Anna Solomyanskaya, an actress with the group, read the monologue of a woman whose husband had disappeared after speaking out against Lukashenko. Holding back tears, she said: “I am optimistic that someday it will change for the better.” However, at recent performances police officers stood outside recording the identities of audience members. This is grim news indeed. And if legislative powers can so readily slide into the wrong hands, then perhaps it will not be long before non-smokers perform the Voltairean feat of “defending to the death, the smoker’s right to smoke.”
It seems more important than ever to closely examine the motives of those in power and to look back in wonder and terror at the appalling track record of humanity. For our collective history is slim on compassion, respect and tolerance.
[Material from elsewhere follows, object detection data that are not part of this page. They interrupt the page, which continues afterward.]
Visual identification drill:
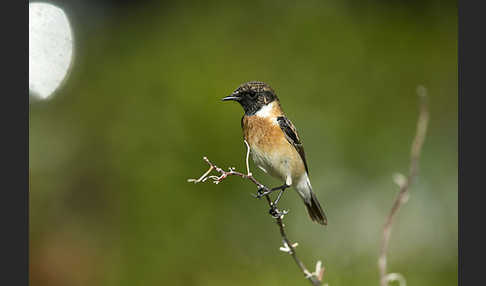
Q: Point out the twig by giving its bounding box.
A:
[378,86,429,286]
[187,140,324,286]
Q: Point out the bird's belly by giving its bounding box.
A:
[251,148,292,181]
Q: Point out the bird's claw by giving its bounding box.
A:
[253,187,271,199]
[268,208,289,218]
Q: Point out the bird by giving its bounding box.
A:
[222,81,327,225]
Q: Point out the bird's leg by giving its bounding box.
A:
[272,188,286,207]
[256,184,289,199]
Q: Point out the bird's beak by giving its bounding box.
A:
[222,94,240,101]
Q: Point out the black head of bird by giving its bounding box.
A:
[223,81,278,115]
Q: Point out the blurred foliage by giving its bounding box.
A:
[29,0,458,286]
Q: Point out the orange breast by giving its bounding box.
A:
[242,116,305,180]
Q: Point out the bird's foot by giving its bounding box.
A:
[253,186,272,199]
[268,207,289,218]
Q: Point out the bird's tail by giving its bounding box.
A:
[297,174,327,225]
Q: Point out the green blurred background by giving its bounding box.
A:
[29,0,458,286]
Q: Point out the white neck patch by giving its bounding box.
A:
[255,101,275,118]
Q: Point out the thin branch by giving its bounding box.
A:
[187,140,324,286]
[378,86,429,286]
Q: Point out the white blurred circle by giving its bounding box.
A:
[29,3,73,99]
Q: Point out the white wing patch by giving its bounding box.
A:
[258,166,268,174]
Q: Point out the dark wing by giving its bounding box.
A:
[277,116,309,173]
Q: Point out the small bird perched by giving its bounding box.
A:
[223,81,327,225]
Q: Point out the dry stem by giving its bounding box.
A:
[188,141,324,286]
[378,86,429,286]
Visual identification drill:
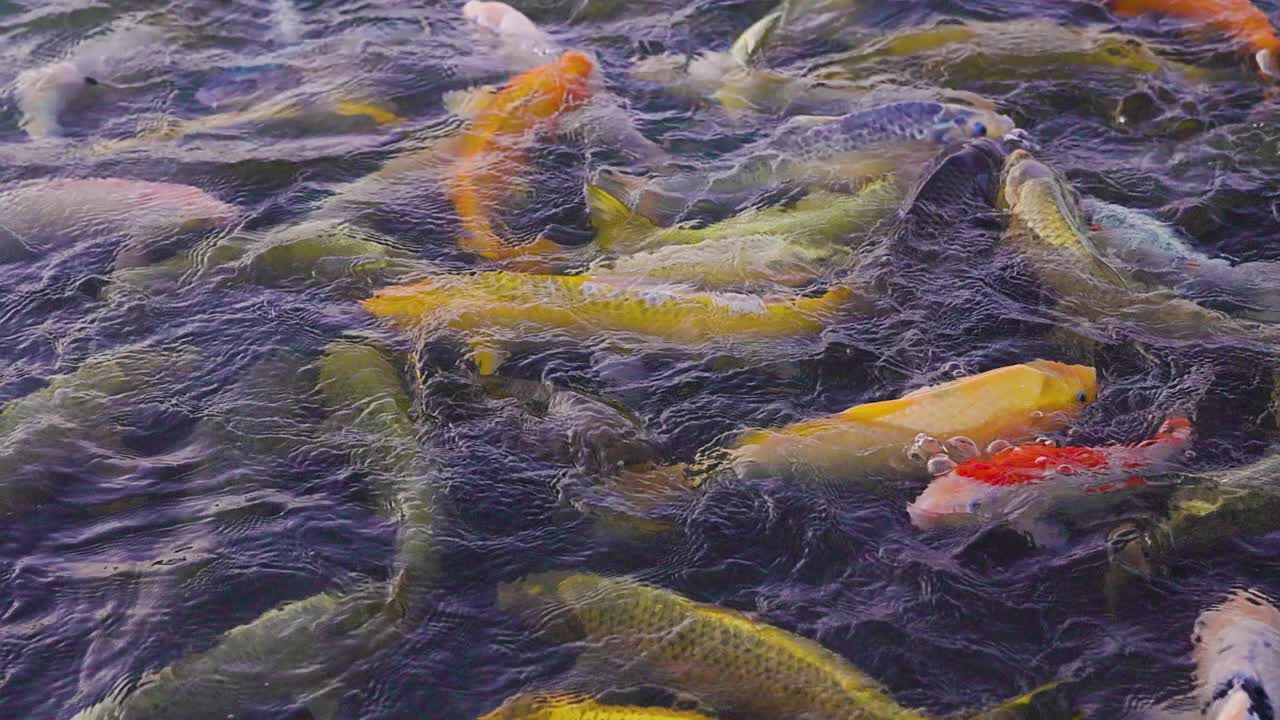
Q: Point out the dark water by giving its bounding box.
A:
[0,0,1280,719]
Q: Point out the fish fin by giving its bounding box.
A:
[443,85,498,119]
[585,184,658,250]
[1202,589,1280,630]
[728,10,782,67]
[1253,49,1280,79]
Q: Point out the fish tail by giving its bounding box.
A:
[586,184,658,250]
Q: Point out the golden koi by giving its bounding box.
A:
[480,692,708,720]
[449,50,595,260]
[362,272,855,374]
[1112,0,1280,78]
[728,360,1098,478]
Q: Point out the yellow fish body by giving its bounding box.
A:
[480,693,708,720]
[498,573,925,720]
[362,272,854,374]
[728,360,1098,478]
[997,150,1280,346]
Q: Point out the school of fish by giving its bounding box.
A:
[0,0,1280,720]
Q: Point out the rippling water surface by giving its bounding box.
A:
[0,0,1280,719]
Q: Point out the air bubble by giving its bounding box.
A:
[946,436,978,461]
[928,455,956,477]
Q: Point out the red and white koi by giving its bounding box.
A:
[906,418,1192,529]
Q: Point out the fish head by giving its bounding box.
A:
[933,104,1014,145]
[1089,33,1164,73]
[480,693,556,720]
[997,149,1057,209]
[1253,47,1280,79]
[1204,679,1274,720]
[13,61,100,137]
[498,570,604,642]
[906,471,1000,530]
[556,50,599,109]
[1028,360,1098,418]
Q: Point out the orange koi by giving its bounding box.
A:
[906,418,1192,529]
[449,50,594,260]
[1114,0,1280,78]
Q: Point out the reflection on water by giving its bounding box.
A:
[0,0,1280,720]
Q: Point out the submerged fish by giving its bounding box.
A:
[0,346,200,515]
[93,97,402,152]
[361,272,858,374]
[1111,0,1280,78]
[727,360,1097,479]
[1107,452,1280,584]
[480,692,709,720]
[324,50,595,268]
[906,418,1192,529]
[997,150,1276,346]
[13,27,163,138]
[494,573,1057,720]
[320,341,440,583]
[1192,589,1280,720]
[0,178,239,263]
[814,19,1207,90]
[101,215,431,301]
[586,178,904,290]
[498,573,924,720]
[73,582,404,720]
[595,100,1014,224]
[1082,199,1280,319]
[462,0,559,69]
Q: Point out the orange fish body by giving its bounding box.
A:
[908,418,1192,529]
[1112,0,1280,77]
[449,50,594,260]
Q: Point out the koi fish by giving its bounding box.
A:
[361,272,855,375]
[449,50,595,260]
[906,418,1192,529]
[498,573,925,720]
[480,692,710,720]
[0,178,239,263]
[593,100,1014,224]
[728,360,1098,478]
[1192,589,1280,720]
[462,0,557,68]
[1112,0,1280,78]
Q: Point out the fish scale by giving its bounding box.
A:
[499,573,925,720]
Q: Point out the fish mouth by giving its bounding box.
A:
[906,502,974,530]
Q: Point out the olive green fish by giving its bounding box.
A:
[73,583,403,720]
[495,571,1080,720]
[815,19,1208,85]
[0,345,200,515]
[1107,451,1280,588]
[498,573,925,720]
[320,341,440,583]
[480,692,709,720]
[997,150,1280,347]
[101,215,430,301]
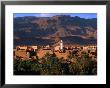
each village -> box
[13,40,97,60]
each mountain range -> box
[14,15,97,45]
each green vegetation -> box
[14,53,97,75]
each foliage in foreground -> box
[14,53,97,75]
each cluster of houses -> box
[14,40,97,59]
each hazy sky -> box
[14,13,97,19]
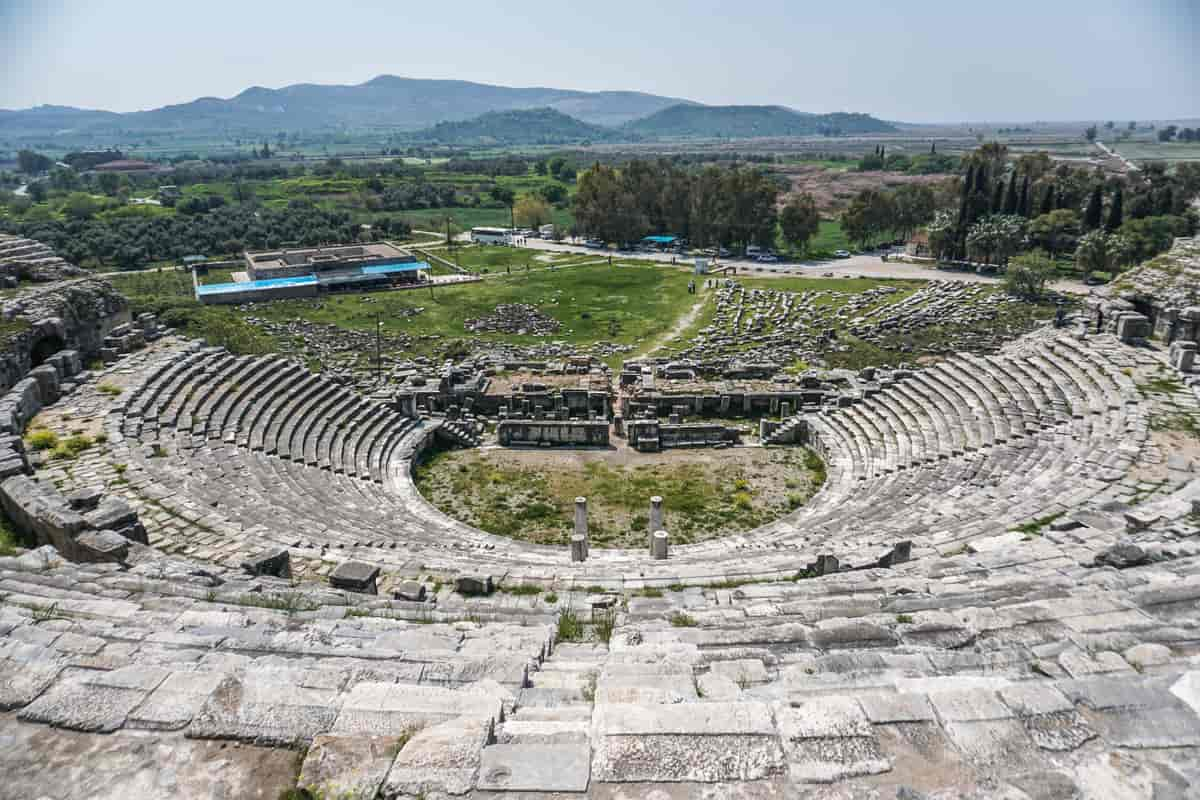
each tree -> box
[62,192,100,219]
[1004,251,1055,301]
[17,150,54,175]
[1000,173,1019,216]
[925,210,959,259]
[779,193,821,252]
[1075,230,1133,275]
[892,184,937,239]
[538,184,566,203]
[1030,209,1079,258]
[512,194,550,228]
[841,188,893,248]
[1117,216,1194,261]
[966,213,1025,265]
[1084,184,1104,230]
[1104,186,1124,233]
[1038,184,1055,213]
[96,173,121,197]
[488,185,516,222]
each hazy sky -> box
[0,0,1200,122]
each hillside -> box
[0,76,686,136]
[625,104,895,139]
[412,108,616,145]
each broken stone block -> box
[329,561,379,595]
[67,486,104,511]
[454,575,496,597]
[1096,539,1150,570]
[241,547,292,578]
[76,530,130,564]
[392,581,425,603]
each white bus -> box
[470,228,512,245]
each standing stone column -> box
[650,530,667,560]
[571,534,588,561]
[647,494,662,554]
[571,498,588,561]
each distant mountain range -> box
[412,108,619,145]
[625,103,896,139]
[0,76,894,143]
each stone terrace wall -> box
[496,420,608,446]
[0,278,130,389]
[0,268,147,561]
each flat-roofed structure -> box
[196,243,430,303]
[242,242,416,281]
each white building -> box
[470,228,512,245]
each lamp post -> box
[376,312,383,384]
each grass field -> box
[1114,142,1200,162]
[214,260,691,365]
[414,447,824,547]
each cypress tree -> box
[1158,186,1175,216]
[959,164,974,227]
[1004,173,1016,213]
[1084,185,1104,230]
[1104,186,1124,233]
[1038,184,1054,213]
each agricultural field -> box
[1114,140,1200,163]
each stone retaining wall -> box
[0,268,158,561]
[496,420,608,446]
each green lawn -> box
[246,261,691,365]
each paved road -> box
[1092,139,1138,173]
[501,239,1088,294]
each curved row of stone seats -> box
[806,340,1124,476]
[0,548,566,792]
[121,348,410,482]
[54,331,1145,585]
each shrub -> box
[557,608,583,642]
[25,428,59,450]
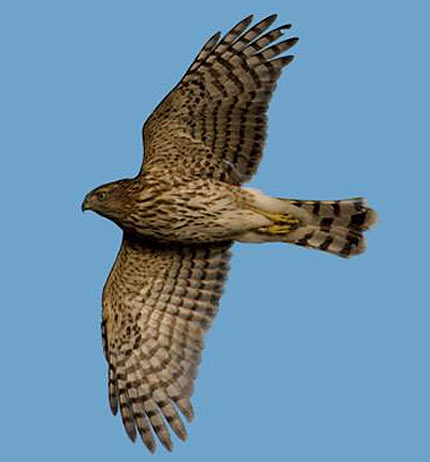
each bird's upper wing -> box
[102,234,231,452]
[141,15,298,184]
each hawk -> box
[82,15,377,452]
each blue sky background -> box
[0,0,430,462]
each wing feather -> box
[102,234,231,452]
[141,15,298,184]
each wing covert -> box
[102,234,231,452]
[141,15,298,184]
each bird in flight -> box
[82,15,377,452]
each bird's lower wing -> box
[102,234,231,452]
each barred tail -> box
[282,198,378,257]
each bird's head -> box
[81,180,131,221]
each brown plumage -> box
[82,15,376,452]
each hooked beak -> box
[81,196,91,212]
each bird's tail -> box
[283,198,378,257]
[246,190,378,257]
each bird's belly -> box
[124,189,267,243]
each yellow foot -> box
[254,210,300,235]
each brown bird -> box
[82,15,377,452]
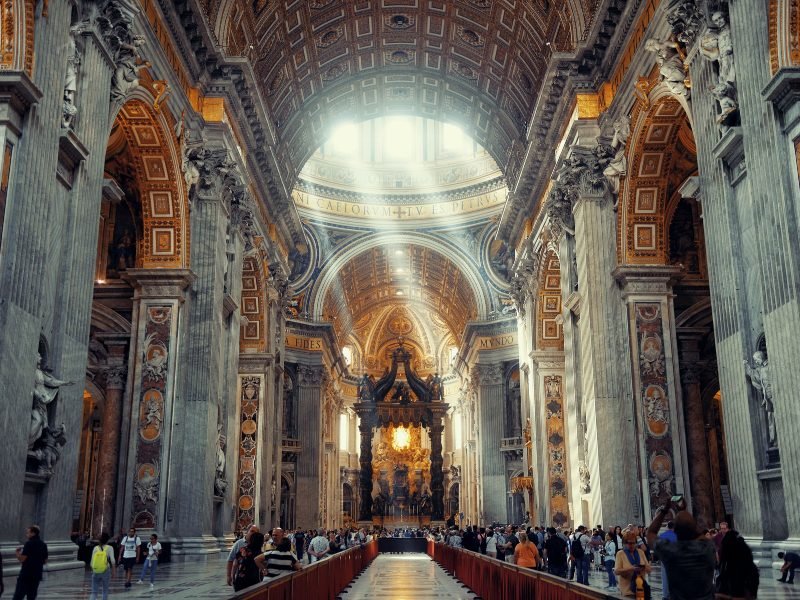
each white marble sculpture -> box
[698,12,739,124]
[743,352,778,448]
[603,115,631,196]
[28,354,73,450]
[644,38,689,98]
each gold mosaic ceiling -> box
[324,245,477,339]
[201,0,599,174]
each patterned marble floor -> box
[342,554,475,600]
[3,554,800,600]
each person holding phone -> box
[614,531,652,600]
[647,496,717,600]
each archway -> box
[76,89,189,537]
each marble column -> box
[573,185,643,523]
[358,414,373,523]
[91,365,128,538]
[472,364,508,523]
[296,364,328,528]
[678,328,714,529]
[428,417,444,521]
[172,143,241,556]
[0,0,80,575]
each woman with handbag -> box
[614,531,652,600]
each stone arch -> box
[309,231,492,320]
[767,0,800,75]
[110,87,189,268]
[536,246,564,350]
[617,80,697,265]
[0,0,34,77]
[239,255,267,352]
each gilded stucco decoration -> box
[536,250,564,350]
[617,92,697,264]
[323,245,477,346]
[239,256,267,352]
[0,0,36,76]
[115,99,189,268]
[201,0,597,178]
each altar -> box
[353,344,448,528]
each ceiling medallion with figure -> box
[389,312,414,335]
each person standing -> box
[614,531,652,598]
[648,499,717,600]
[715,529,761,600]
[89,531,116,600]
[514,531,539,569]
[603,531,619,590]
[225,525,260,585]
[136,533,161,590]
[658,521,678,600]
[14,525,47,600]
[544,527,568,578]
[778,552,800,583]
[308,529,330,563]
[118,527,142,588]
[255,539,302,578]
[569,525,592,585]
[294,528,306,562]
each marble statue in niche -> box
[214,421,228,496]
[603,116,631,196]
[699,11,739,127]
[644,38,689,99]
[28,354,74,450]
[743,351,778,448]
[61,26,81,130]
[28,423,67,475]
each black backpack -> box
[233,546,261,591]
[569,536,584,558]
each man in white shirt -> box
[136,533,161,590]
[117,527,142,588]
[308,529,330,563]
[225,525,259,585]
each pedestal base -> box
[169,535,223,562]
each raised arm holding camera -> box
[647,496,716,600]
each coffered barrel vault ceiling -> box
[324,245,477,339]
[201,0,598,183]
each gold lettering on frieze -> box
[286,334,322,352]
[292,190,506,221]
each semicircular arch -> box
[109,86,189,268]
[309,232,491,326]
[617,79,697,265]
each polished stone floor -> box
[3,554,800,600]
[342,554,475,600]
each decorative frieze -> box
[236,375,262,531]
[544,375,569,527]
[131,305,174,529]
[471,365,503,387]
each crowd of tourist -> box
[434,499,764,600]
[222,500,800,600]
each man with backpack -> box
[117,527,142,588]
[89,531,116,600]
[136,533,161,590]
[544,527,568,578]
[569,525,592,585]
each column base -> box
[171,535,223,562]
[0,540,86,590]
[217,531,236,552]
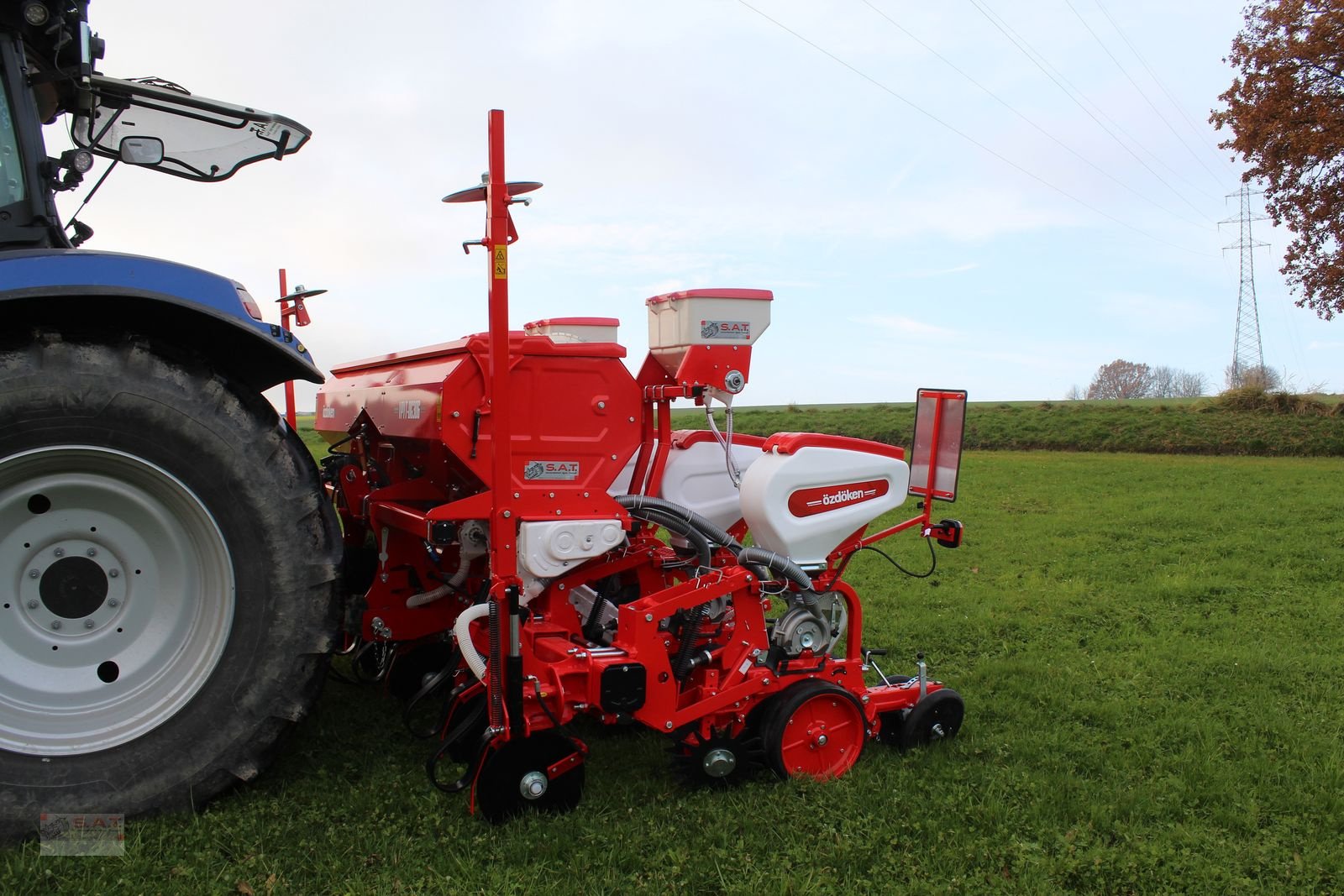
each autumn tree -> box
[1210,0,1344,320]
[1087,359,1153,399]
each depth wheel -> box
[896,688,966,750]
[0,333,340,837]
[672,731,764,790]
[762,681,869,780]
[475,731,583,825]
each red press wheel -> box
[764,681,869,779]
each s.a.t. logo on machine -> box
[522,461,580,479]
[701,321,751,343]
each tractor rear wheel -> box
[0,332,340,837]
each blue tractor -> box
[0,0,341,837]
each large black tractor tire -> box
[0,332,340,838]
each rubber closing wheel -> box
[762,681,869,780]
[475,731,583,825]
[896,688,966,750]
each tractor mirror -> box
[910,388,966,501]
[119,137,164,165]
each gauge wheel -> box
[473,731,583,825]
[762,681,869,780]
[896,688,966,750]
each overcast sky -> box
[52,0,1344,408]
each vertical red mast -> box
[484,109,517,589]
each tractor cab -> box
[71,76,311,183]
[0,0,311,249]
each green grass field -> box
[672,394,1344,457]
[0,451,1344,894]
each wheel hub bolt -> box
[517,771,551,799]
[703,747,738,778]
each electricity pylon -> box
[1218,184,1268,387]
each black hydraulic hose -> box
[616,495,742,553]
[486,598,504,728]
[630,509,714,569]
[672,603,710,681]
[738,548,817,605]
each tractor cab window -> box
[0,72,25,208]
[71,76,311,181]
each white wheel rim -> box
[0,445,235,757]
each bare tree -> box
[1147,364,1179,398]
[1172,371,1208,398]
[1087,359,1153,399]
[1223,364,1285,392]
We cannot afford to take democracy and equity for granted. It has been too hard-won, and like anything important and vulnerable, it needs continual protection.
What constitutes society-friendly legislation and what constitutes the beginnings of state, cultural or religious tyranny? These are the uncomfortable questions for the descendants of those who suffered the legislative changes that gave way to the grotesque orgies of state-sanctioned violence in pre-war Germany.
The world has been filled with the terror ravaged cries of war victims since time immemorial. An endless procession of Men, Women and Children – their bodies and souls scattered to the four corners of the earth.
We simply do not have the track record to take anything for granted.